Another common way of subsetting is by using a logical vector. TRUE will select the element with the same index, while FALSE will not:

weight_g <- c(21, 34, 39, 54, 55)
weight_g[c(TRUE, FALSE, TRUE, TRUE, FALSE)]

#> [1] 21 39 54

Typically, these logical vectors are not typed by hand, but are the output of other functions or logical tests. For instance, if you wanted to select only the values above 50:

weight_g > 50    

# will return logicals with TRUE for the indices that meet the condition

#> [1] FALSE FALSE FALSE  TRUE  TRUE

# so we can use this to select only the values above 50
weight_g[weight_g > 50]

#> [1] 54 55

You can combine multiple tests using & (both conditions are true, AND) or | (at least one of the conditions is true, OR):

weight_g[weight_g < 30 | weight_g > 50]

#> [1] 21 54 55

How about if we try:

weight_g[weight_g >= 30 & weight_g == 21]

#> numeric(0)

Here, < stands for “less than”, > for “greater than”, >= for “greater than or equal to”, and == for “equal to”. The double equal sign == is a test for numerical equality between the left and right hand sides, and should not be confused with the single = sign, which performs variable assignment (similar to <-).

Here is a useful summary of possible comparisons and operators:

## different comparisons:
# less than `<`
# greater than `>`
# less or equal `<=`
# greater or equal `>=`
# equal to `==`
# not equal to `!=`

## logical operators:
# and `&`
# or `|`
# not `!` 

A common task is to search for certain strings in a vector. One could use the “or” operator | to test for equality to multiple values, but this can quickly become tedious. The function %in% allows you to test if any of the elements of a search vector are found:

animals <- c("mouse", "rat", "dog", "cat")
animals[animals == "cat" | animals == "rat"] 
# returns both rat and cat

animals %in% c("rat", "cat", "dog", "duck", "goat")
#> [1] FALSE  TRUE  TRUE  TRUE

animals[animals %in% c("rat", "cat", "dog", "duck", "goat")]
#> [1] "rat" "dog" "cat"

Optional challenge: Can you figure out why "four" > "five" returns TRUE?

8. Missing data

As R was designed to analyze datasets, it includes the concept of missing data (which is uncommon in other programming languages). Missing data are represented in vectors as NA (Not Available).

When doing operations on numbers, most functions will return NA if the data you are working with include missing values. This feature makes it harder to overlook the cases where you are dealing with missing data. You can add the argument na.rm = TRUE to calculate the result while ignoring the missing values.

heights <- c(2, 4, 4, NA, 6)
mean(heights)
max(heights)

mean(heights, na.rm = TRUE)
max(heights, na.rm = TRUE)

If your data include missing values, you may want to become familiar with the functions is.na(), na.omit(), and complete.cases(). See below for examples.

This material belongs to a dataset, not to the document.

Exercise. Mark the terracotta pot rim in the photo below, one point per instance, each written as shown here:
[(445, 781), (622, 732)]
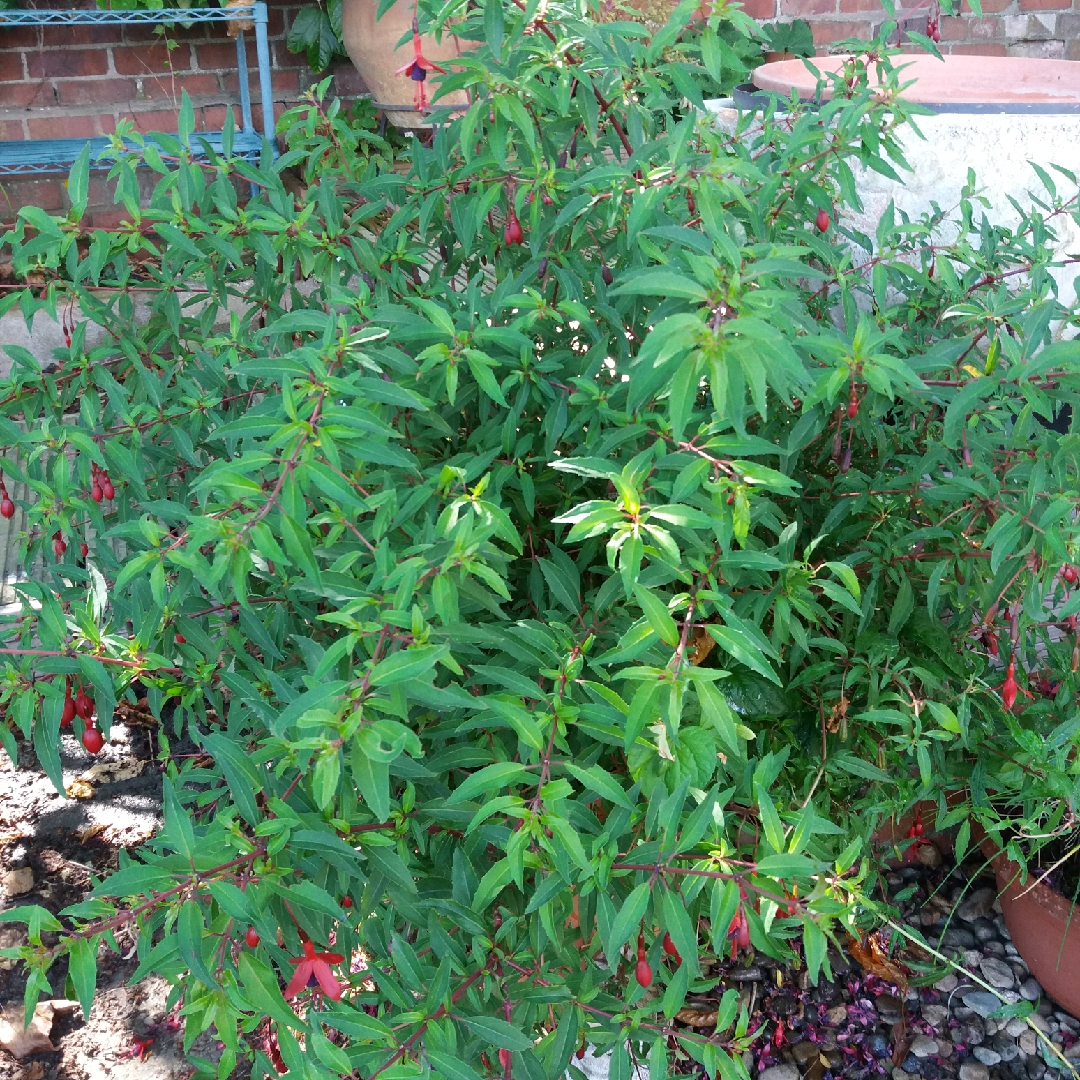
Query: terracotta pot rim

# Extract those elements which are not missing values.
heights[!is.na(heights)]

# Returns the object with incomplete cases removed. The returned object is an atomic vector of type `"numeric"` (or `"double"`).
na.omit(heights)

# Extract those elements which are complete cases. The returned object is an atomic vector of type `"numeric"` (or `"double"`).
heights[complete.cases(heights)]

Recall that you can use the typeof() function to find the type of your atomic vector.

Challenge:

At this point, let’s complete Basic Features Exercise Block 3 (~ 10 mins).